Pipe

Basic Concepts

A pipe can use the output of one command as the input of the next command, represented by the symbol | in the command-line environment, which is a form of one-way communication between processes, implemented based on file descriptors.

Working Principle

A pipe creates a memory buffer, and two processes (commands) communicate through this buffer.

Creating a Pipe

When creating a pipe using |, the Shell calls pipe() to create the pipe, which includes two file descriptors.

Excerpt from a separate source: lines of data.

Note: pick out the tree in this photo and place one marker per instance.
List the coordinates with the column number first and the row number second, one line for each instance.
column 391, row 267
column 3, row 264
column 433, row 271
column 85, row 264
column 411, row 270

  • Write-end file descriptor: A.
  • Read-end file descriptor: B.

Command Connection

  • Left command: Redirects the standard output (file descriptor 1) to the write-end A of the pipe.
  • Right command: Redirects the standard input (file descriptor 0) to the read-end B of the pipe.

Data Flow

  • Real-time data transmission: The commands on both sides execute in parallel, without waiting for the previous command to finish.
  • No temporary files: Data is transmitted in memory.
  • Buffer size: Depends on the system.

Buffer Size

cat /proc/sys/fs/pipe-max-size
1048576

Limitations

  • One-way communication: Two-way communication requires the use of other mechanisms, such as named pipes (FIFO) or sockets.
  • Buffer size: If the buffer is full, the upstream command will pause.